Sources : al-Bukhârî et Muslim.
Cette question paraît agricole et lointaine. Mais elle illustre un principe transversal du fiqh : quand on vend un bien qui a déjà commencé à produire (palmier pollinisé, terre ensemencée), le produit visible appartient au vendeur, et le bien lui-même va à l'acheteur — sauf clause contraire au moment du contrat. La logique est : l'effort productif (la pollinisation, le semis) est déjà investi par le vendeur ; il en récolte le fruit. C'est le même principe qu'on applique aujourd'hui aux récoltes en cours, fonds de commerce avec stock, immeubles loués avec loyers en cours.
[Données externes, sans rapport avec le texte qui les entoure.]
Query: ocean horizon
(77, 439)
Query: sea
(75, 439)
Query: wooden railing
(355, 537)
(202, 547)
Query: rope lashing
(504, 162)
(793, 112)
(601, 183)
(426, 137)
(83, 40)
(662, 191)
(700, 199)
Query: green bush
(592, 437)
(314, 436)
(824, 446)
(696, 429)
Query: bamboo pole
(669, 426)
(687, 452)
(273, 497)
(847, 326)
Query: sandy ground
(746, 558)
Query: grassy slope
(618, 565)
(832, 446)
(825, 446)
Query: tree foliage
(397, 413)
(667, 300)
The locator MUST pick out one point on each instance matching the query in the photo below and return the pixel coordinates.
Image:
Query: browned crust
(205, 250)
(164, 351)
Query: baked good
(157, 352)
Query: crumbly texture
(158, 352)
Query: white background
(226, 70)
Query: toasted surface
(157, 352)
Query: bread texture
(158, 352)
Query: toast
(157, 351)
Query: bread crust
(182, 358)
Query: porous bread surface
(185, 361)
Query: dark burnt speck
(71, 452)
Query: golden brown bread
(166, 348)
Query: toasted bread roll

Deux blocs : la règle générale et le sinistre (jâ'iḥa).
L'acheteur peut stipuler qu'il veut aussi le fruit / la récolte (Sa'di et Sarhan recommandent même cette stipulation pour éviter les conflits). Le contrat est alors sans ambiguïté et les deux parties savent ce qui change de main.
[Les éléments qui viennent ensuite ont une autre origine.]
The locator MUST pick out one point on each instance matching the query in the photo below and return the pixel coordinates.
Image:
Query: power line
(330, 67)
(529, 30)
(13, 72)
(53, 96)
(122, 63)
Hadîth : « Si tu vends à ton frère un fruit qu'un sinistre frappe, tu n'as pas le droit de prendre quoi que ce soit de lui — au nom de quoi prendrais-tu le bien de ton frère sans droit ? » (Muslim).
Erreurs à éviter et mini-quiz.
Je vends un palmier déjà pollinisé — qui possède la datte ?
Que se passe-t-il si la récolte est ruinée par un sinistre avant cueillette ?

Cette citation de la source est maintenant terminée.